Performance Quiz #9 : IList<T> List and array speed — solution

Last week I posted Performance Quiz #9 for discussion. Well the comments have been just awesome and many people went right ahead and measured the results.  Some of you have discovered the key point in this particular test:

Arrays are magic.

In the test case as given there’s a great deal of repeated work extracting the length of the array and accessing the items.  This is because of the unusual property that arrays have — they implement IList<T> for potetially more than one T even due to inheritance.  In the interest of economy alone then it is worthwhile to consolidate the IList<T> implementations into some kind of secret helper but this has some consequences.

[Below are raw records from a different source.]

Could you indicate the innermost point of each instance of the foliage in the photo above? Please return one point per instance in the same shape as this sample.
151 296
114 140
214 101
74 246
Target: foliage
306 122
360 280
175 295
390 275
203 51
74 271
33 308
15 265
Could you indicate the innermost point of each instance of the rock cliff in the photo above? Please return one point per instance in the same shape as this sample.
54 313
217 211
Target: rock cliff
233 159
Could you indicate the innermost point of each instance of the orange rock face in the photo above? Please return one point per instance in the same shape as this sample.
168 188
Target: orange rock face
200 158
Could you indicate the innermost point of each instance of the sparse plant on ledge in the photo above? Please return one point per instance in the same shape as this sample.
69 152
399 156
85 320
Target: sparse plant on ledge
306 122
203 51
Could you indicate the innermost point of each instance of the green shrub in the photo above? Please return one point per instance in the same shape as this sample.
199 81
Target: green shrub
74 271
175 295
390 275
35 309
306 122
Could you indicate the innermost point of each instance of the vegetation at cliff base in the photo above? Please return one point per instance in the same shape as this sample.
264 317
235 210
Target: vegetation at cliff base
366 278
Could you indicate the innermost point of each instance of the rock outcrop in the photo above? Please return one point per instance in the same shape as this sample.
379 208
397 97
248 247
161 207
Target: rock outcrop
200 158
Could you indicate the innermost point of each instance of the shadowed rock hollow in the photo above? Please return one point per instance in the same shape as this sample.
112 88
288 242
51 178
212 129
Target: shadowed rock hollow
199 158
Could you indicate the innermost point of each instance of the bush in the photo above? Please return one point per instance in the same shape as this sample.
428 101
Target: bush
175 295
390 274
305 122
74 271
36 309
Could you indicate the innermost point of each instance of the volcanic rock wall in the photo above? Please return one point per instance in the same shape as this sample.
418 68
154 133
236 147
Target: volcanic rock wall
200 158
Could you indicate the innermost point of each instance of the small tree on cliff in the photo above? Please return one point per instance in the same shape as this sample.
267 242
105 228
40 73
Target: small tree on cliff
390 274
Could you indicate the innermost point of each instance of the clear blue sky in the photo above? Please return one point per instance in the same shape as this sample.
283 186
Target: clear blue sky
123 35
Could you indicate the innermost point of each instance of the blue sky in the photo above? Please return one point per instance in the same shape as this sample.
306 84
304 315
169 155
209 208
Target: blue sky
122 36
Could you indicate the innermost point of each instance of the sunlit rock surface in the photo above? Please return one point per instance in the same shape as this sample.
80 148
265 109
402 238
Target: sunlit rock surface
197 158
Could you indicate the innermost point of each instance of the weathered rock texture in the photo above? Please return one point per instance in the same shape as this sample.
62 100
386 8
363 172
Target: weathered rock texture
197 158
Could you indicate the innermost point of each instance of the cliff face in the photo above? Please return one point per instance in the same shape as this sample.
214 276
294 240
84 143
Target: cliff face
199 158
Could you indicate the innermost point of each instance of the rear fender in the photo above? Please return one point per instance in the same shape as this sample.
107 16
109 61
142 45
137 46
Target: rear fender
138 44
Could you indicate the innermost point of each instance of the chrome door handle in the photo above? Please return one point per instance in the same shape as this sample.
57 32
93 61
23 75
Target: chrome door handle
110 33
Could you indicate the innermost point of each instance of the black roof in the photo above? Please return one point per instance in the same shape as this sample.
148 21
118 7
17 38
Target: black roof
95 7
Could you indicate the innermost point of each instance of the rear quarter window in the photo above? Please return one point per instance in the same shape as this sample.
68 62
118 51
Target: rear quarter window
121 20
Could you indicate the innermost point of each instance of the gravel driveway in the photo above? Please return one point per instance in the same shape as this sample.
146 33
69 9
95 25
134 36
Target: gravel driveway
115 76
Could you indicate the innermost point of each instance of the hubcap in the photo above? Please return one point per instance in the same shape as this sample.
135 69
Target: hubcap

Luckily there are also alternatives — the example that I provided is perhaps the worst performing choice.  As one reader pointed out you could make it much better by extracting the count from the IList once and then using that in the loop.  Note that the compiler cannot do this because IList<T>.Count is a virtual method and so we cannot assume anything about the implementation (it could sent a letter to grandma every time it is called and grammy wants her email!)

Here are the results from my program (source code attached, see link at the very bottom)

Test Case Milliseconds
Test1: Array 54
Test2: List<> 8
Test3: ArrayWrapper 14
Test4: Array via foreach 9
Test5: List<> via foreach            11
Test6: Array via special 6
Test7: List<> via special 8

The first two rows are the problem as given and we can easily see that the array is performing much more slowly than the List.  Let’s see where the cost is:

Excl% Incl% Name
0.00 51.27 ArrayTest.Program.Test1(uint16[])
1.64 51.27   ArrayTest.Program.Test.Sum(System.Collections.Generic.IList`1)
2.38 25.64     System.SZArrayHelper.get_Item(int32)
5.47 23.26         JIT_IsInstanceOfArray(…)
4.72 7.26           ArrayIsInstanceOfNoGC(…)
2.63 10.02           SigTypeContext::InitTypeContext(…)
0.49 22.40     System.SZArrayHelper.get_Count()
5.36 21.91         JIT_IsInstanceOfArray(…)
4.30 6.99           ArrayIsInstanceOfNoGC(…)
2.40 9.07           SigTypeContext::InitTypeContext(…)

Well it pretty much leaps off the page, the cost is in those helpers and you can see they’re doing a good bit of internal work to verify that we are talking about a simple array of a non-collectable type (ushort) and then more work happens to get to the real data.  The tragedy here is that the work done to validate what we need to do far exceeds the actual job at hand — which in both cases is just extracting one integer from a well known location.  The price of abstraction….  Though I’m pretty sure there is room for improvement in there.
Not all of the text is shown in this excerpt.